Every query starts with a __`?`__ charater followed by one or more key-value pairs. The key-value pairs are separated with the __`&`__ character. Based on this information, we can extract the query parameters:
- `df` - `date from`
- `dt` - `date to`
- `q` - stands for query (the word we are looking for)
- `page` - page number

Use these values to construct our own request:

In [None]:
base_url = 'https://portfolio.hu'
sub_url = '/kereses'
query = {
    'q': 'Soros',
    'df': '1999-02-09',
    'dt': '2021-10-25',
    'page': 1
}


We can use the requests library to send the query:

In [None]:
resp = requests.get(url=base_url+sub_url, params=query) # some pages requires `data` instead of `params`
resp


Using the response, extract the urls from the articles! Pay attention, you may find `<article>` tags in weird places that you do not want to include.

You can see that only 20 results showed up. We can customize our query to cover shorter amount of timed by replacing __`df`__ and __`dt`__ parameters with a formattable string: __`'{year}-{month:0>2}-{day:0>2}'`__. This string can be formatted by providing the required parameters:
- year
- month
- day

like this:

In [None]:
'{year}-{month:0>2}-{day:0>2}'.format(year=2016, month=1, day=1)


There is a useful library called __`datetime`__. You can use it to generate dates automatically.

In [None]:
import datetime

date = datetime.date(1999, 1, 1)
day_after_date = date + datetime.timedelta(days=1)
day_before_date = date - datetime.timedelta(days=1)
today = datetime.date.today()

print(day_before_date)
print(date)
print(day_after_date)
print(today)

print(today.year, today.month, today.day)


Create a loop which iterates through every day from 1999-01-01 till today and executes the same procedure you created previously. (Pro tip: create a function!) Observe the number of results!

---

### Act II: Disguise yourself!

![Disguise](pics/batman-superman-disguise.gif)

Let's pretend to be a browser instead of a script:

In [None]:
USER_AGENTS = [
    # Chrome OS-based laptop using Chrome browser (Chromebook)
    'Mozilla/5.0 (X11; CrOS x86_64 8172.45.0) AppleWebKit/537.36 (KHTML, like Gecko) Chrome/51.0.2704.64 Safari/537.36',
    # Windows 7-based PC using a Chrome browser
    'Mozilla/5.0 (Windows NT 6.1; WOW64) AppleWebKit/537.36 (KHTML, like Gecko) Chrome/47.0.2526.111 Safari/537.36',
    # Linux-based PC using a Firefox browser
    'Mozilla/5.0 (X11; Ubuntu; Linux x86_64; rv:15.0) Gecko/20100101 Firefox/15.0.1',
    # Mac OS X-based computer using a Safari browser
    'Mozilla/5.0 (Macintosh; Intel Mac OS X 10_11_2) AppleWebKit/601.3.9 (KHTML, like Gecko) Version/9.0.2 Safari/601.3.9',
    # Windows 10-based PC using Edge browser
    'Mozilla/5.0 (Windows NT 10.0; Win64; x64) AppleWebKit/537.36 (KHTML, like Gecko) Chrome/42.0.2311.135 Safari/537.36 Edge/12.246',
    # Playstation 4 Browser
    'Mozilla/5.0 (PlayStation 4 3.11) AppleWebKit/537.73 (KHTML, like Gecko)',
]


You can find more user agents [here](https://deviceatlas.com/blog/list-of-user-agent-strings).

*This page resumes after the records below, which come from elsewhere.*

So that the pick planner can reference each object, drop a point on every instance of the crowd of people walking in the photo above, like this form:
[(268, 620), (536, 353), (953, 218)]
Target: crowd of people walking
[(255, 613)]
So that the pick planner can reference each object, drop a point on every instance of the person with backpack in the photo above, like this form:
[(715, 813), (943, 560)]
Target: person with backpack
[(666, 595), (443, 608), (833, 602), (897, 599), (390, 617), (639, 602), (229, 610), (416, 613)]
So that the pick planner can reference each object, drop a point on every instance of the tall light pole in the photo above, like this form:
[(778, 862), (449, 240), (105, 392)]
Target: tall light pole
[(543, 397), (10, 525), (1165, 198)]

Let's write a wrapper function to handle the user-agent string.

In [None]:
import random
def get_header(agents):
    return {'User-agent': random.choice(agents)}


#### Get the main articles from telex.hu
Write a function that extracts the current main articles! It should contain:
- the title
- the article text
- the url
- every picture from the article

In [None]:
url = 'http://telex.hu'
telex_response = requests.get(url, headers=get_header(USER_AGENTS))


---

#### Exercise 2. Check out discounts on isthereanydeal.com!

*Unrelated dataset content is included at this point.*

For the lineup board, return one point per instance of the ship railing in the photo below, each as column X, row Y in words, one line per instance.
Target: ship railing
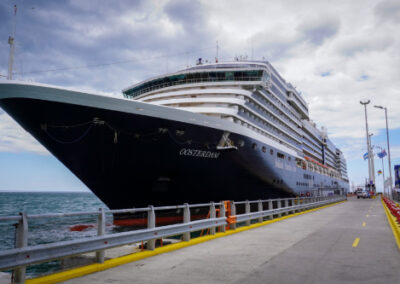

List the names, prices and discount values for the top 100 games list (based on metacritic scores: http://www.metacritic.com/browse/games/score/metascore/all/pc/filtered )!

Extra questions:  
- How much does it cost to buy every (available) games?
- How much money would I save if I'd bought them at their lowest price?
- How much money do I save if we compare their price to their initial price? (Let's assume that every game initial price was \$60) 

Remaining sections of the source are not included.